L’intervista

Il filosofo sarà questa sera (9 ottobre) al Dim di Castelnuovo del Garda a presentare il suo libro: un ritratto dedicato al pittore olandese




Massimo Cacciari e l'opera di Van Gogh «Campo di grano con volo di corvi», 1890


Massimo Cacciari e l’opera di Van Gogh «Campo di grano con volo di corvi», 1890




Massimo Cacciari e l'opera di Van Gogh «Campo di grano con volo di corvi», 1890


Massimo Cacciari e l’opera di Van Gogh «Campo di grano con volo di corvi», 1890

«Nessuno come Van Gogh ha visto la tragica letizia del colore, l’immortalità della cosa nell’estremo della sua facies patibilis, la sua eternità in uno con la sua natura terrestre. Solo nutrendosi di essa il nostro esserci può credersi indistruttibile». Sono le parole di Massimo Cacciari nell’Avvertenza del suo libro «Van Gogh. Per un autoritratto» (Morcelliana): una lettura della straordinaria opera dell’artista olandese alla luce delle «categorie» filosofiche, che regala un viaggio attraverso i simboli, i paesaggi, gli autoritratti, gli oggetti dipinti, i colori di uno dei pittori più amati, commentata dal filosofo e illustrata con ampio apparato di immagini. E proprio con questo suo libro, Cacciari sarà il primo ospite della rassegna Dim Incontra, organizzata da Fondazione Aida e dal Comune di Castelnuovo del Garda: stasera alle 21 sarà al teatro Dim in dialogo con Chiara Trotti.

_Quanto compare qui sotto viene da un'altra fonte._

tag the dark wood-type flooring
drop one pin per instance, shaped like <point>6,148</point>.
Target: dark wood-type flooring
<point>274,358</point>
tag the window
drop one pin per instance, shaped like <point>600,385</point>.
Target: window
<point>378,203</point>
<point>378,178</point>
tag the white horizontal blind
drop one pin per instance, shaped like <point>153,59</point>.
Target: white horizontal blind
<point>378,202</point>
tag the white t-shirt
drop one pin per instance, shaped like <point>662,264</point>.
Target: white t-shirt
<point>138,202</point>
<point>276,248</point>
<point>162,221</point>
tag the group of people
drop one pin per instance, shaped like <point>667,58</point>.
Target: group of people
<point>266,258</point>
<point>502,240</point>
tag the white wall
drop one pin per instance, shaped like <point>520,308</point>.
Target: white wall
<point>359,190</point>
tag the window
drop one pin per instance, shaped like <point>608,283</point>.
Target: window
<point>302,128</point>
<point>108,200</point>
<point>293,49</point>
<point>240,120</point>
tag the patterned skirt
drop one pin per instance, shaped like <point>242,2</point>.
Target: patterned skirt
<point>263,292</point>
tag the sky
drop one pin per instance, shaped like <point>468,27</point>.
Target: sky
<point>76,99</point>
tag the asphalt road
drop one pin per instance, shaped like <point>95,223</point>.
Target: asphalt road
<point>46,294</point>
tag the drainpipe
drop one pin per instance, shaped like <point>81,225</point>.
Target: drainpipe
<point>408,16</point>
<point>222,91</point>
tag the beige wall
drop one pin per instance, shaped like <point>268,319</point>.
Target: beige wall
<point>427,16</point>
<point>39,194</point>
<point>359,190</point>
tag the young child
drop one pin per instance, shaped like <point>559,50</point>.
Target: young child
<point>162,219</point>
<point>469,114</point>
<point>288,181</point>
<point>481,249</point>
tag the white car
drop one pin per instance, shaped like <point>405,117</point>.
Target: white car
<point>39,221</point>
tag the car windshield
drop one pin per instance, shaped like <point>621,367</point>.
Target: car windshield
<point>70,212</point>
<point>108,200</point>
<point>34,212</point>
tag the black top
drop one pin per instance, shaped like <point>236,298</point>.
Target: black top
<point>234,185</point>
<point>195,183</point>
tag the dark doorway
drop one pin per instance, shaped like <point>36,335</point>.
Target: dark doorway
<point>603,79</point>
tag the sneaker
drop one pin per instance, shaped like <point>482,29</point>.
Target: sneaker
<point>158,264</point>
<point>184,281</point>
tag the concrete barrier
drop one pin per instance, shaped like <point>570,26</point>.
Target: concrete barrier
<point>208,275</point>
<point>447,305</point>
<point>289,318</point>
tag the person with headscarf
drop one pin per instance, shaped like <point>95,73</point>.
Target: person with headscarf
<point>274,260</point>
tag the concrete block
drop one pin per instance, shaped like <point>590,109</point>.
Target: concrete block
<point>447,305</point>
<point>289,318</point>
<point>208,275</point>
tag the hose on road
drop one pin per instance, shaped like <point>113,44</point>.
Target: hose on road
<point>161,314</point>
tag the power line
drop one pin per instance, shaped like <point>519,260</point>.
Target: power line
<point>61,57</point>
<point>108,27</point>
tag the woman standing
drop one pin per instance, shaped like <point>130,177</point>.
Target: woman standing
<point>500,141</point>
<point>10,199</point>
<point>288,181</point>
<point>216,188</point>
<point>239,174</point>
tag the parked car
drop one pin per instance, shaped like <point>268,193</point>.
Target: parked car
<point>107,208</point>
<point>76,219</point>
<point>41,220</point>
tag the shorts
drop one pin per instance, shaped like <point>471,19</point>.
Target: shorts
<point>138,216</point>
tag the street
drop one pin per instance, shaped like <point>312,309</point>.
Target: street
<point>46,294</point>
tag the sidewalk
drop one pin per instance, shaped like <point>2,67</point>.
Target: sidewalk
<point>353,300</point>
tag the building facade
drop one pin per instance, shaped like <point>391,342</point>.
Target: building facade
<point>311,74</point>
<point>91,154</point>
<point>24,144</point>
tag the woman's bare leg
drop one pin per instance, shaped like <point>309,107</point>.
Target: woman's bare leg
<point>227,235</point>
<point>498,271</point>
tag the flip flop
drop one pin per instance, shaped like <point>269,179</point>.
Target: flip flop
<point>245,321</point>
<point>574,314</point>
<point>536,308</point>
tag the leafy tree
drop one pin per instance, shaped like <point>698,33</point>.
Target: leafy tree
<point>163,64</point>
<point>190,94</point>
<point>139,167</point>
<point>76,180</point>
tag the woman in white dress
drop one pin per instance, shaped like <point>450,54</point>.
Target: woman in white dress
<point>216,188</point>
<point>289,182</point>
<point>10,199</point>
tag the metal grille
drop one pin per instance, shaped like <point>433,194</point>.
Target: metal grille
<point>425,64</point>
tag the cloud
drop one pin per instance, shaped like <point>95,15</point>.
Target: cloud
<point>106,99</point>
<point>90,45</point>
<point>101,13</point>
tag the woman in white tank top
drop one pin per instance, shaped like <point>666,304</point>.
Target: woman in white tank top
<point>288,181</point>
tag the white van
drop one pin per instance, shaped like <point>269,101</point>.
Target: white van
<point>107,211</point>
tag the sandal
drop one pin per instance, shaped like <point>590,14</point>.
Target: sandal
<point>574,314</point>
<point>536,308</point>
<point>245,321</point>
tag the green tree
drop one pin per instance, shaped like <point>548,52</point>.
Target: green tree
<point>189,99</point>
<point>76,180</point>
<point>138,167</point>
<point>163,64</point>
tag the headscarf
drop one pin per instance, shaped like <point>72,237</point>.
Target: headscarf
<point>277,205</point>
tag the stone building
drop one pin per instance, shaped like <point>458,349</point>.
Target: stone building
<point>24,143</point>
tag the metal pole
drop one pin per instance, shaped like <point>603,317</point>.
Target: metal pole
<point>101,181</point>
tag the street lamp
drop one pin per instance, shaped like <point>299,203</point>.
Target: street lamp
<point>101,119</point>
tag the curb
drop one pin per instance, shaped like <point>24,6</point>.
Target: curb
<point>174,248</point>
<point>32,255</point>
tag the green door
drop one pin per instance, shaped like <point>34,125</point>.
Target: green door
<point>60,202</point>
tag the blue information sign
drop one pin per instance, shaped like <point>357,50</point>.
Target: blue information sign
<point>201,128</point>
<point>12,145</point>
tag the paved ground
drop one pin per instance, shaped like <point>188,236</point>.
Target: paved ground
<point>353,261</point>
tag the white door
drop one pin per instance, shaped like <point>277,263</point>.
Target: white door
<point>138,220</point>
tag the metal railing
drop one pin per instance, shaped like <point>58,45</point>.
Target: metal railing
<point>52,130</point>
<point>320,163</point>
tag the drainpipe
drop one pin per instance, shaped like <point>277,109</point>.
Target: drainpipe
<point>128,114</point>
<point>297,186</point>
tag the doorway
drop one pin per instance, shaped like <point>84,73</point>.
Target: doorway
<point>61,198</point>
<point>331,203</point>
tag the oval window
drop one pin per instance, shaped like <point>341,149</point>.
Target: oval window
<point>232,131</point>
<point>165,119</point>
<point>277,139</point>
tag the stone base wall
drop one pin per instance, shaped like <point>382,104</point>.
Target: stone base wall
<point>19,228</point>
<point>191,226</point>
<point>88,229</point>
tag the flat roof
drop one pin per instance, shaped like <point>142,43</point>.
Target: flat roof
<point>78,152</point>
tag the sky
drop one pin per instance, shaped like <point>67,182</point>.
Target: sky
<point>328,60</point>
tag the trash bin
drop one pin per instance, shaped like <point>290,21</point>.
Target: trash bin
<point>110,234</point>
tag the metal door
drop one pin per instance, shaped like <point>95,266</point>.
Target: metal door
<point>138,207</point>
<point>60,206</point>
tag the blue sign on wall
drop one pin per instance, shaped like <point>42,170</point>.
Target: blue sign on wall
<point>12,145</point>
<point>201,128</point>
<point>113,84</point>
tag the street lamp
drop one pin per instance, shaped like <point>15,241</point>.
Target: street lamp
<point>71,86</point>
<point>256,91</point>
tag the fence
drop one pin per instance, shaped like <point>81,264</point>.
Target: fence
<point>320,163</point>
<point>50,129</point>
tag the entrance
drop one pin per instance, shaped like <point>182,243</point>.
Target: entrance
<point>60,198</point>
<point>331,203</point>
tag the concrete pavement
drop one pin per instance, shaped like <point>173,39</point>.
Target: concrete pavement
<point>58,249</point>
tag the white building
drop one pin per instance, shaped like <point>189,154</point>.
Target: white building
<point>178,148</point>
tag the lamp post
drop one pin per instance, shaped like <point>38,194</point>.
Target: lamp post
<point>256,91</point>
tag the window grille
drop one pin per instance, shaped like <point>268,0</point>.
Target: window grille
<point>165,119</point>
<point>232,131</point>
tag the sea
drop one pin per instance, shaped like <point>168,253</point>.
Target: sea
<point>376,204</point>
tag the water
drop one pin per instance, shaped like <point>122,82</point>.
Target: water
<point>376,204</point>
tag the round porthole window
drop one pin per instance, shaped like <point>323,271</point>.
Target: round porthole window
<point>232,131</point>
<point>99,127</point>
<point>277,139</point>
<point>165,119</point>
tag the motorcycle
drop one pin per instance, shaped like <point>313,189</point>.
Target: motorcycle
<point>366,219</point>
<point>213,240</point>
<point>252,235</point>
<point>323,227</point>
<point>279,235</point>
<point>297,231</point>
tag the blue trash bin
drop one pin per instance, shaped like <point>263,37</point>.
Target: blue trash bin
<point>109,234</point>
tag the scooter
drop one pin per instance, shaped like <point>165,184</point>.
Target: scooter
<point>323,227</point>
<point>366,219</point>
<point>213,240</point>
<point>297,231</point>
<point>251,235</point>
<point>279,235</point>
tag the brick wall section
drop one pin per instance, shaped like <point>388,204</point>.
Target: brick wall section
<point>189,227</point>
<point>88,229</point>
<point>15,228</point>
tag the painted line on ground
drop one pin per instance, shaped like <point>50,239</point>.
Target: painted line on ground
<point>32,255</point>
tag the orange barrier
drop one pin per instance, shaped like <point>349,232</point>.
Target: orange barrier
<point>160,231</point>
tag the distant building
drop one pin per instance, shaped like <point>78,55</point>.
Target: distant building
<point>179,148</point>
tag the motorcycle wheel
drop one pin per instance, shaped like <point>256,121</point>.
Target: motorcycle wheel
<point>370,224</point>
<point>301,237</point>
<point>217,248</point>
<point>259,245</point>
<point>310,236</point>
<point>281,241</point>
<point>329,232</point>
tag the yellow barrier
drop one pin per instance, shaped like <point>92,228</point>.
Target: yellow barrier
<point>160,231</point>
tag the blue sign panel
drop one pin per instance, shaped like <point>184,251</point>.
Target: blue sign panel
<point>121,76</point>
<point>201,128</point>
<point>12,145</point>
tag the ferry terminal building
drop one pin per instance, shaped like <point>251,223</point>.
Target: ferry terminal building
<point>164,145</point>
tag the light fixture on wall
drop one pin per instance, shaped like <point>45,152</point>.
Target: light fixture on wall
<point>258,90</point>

Questo di Cacciari è un libro intenso, capace di coniugare rigore filosofico e sensibilità artistica, che riflette sull’essenza dell’arte, sul genio creativo e sull’inquietudine interiore che attraversa l’intera produzione di Van Gogh, in un dialogo tra pensiero e immagine, parola e colore.

Lo sguardo del filosofo e l’operare dell’artista. Professore, che cosa hanno in comune?

La filosofia interpreta i linguaggi, la pittura è uno dei linguaggi dell’arte, che alla filosofia offre un territorio in cui muoversi. Del resto questo, diciamo, interesse per l’arte figurativa mi accompagna da tempo: i linguaggi sono letture dell’esistenza.

Lei dice che Van Gogh è una presenza straordinaria, nel senso di unica, differente, nel quadro dell’arte moderna e contemporanea. In che senso?

Van Gogh è quasi sempre assimilato alle tendenze fondamentali dell’arte contemporanea, ma in realtà è un’assoluta eccezione. Una presenza solitaria, unica. Non inquadrabile in nessuna corrente pittorica. Perché Vincent Van Gogh prima ancora di dipingere si interroga sul significato dell’esistenza, del proprio essere nel mondo e dell’incapacità di aderirne. Tutta l’arte moderna tende all’astrattismo nelle sue correnti fondamentali: significa una radicale messa in dubbio della cosa in sè. Accade sia nella prospettiva neo espressionista che nell’astrattismo di Mondrian, ma era così anche nell’impressionismo. Tutto al contrario Van Gogh vuole entrare a far parte della cosa, prova passione per la cosa. La realtà insomma non è un prodotto della sua immaginazione o delle sue impressioni. Un sole è veramente un sole, ha una consistenza solare che si vede in alcune delle sue opere, in certi grandi paesaggi, pensiamo ai cieli costellati di astri, galassie, ebbene questa realtà è vista sotto l’aspetto dell’eternità e nello stesso tempo è compatita dall’autore. Gli impressionisti nella natura vedono il proprio modo di percepirla. Soltanto Van Gogh ha questa vera empatia con la cosa.

Forma e colori: che cosa dicono in Van Gogh?

Quella di Van Gogh è pittura della dissonanza. Sia il colore che le forme non sono mai composti, ma tormentati. In lui non c’è nessuna teoria dei colori volta a stabilirne l’armonicità, c’è invece il contrasto netto, radicale a volte, tra colore caldo e freddo.

C’è un quadro emblematico di tutto questo?

Forse qualche cielo di notte dove si vede che tutto il cosmo è tormento e nello stesso tempo energia che si ricrea. La cosa si origina e si trasforma sempre nel tormento.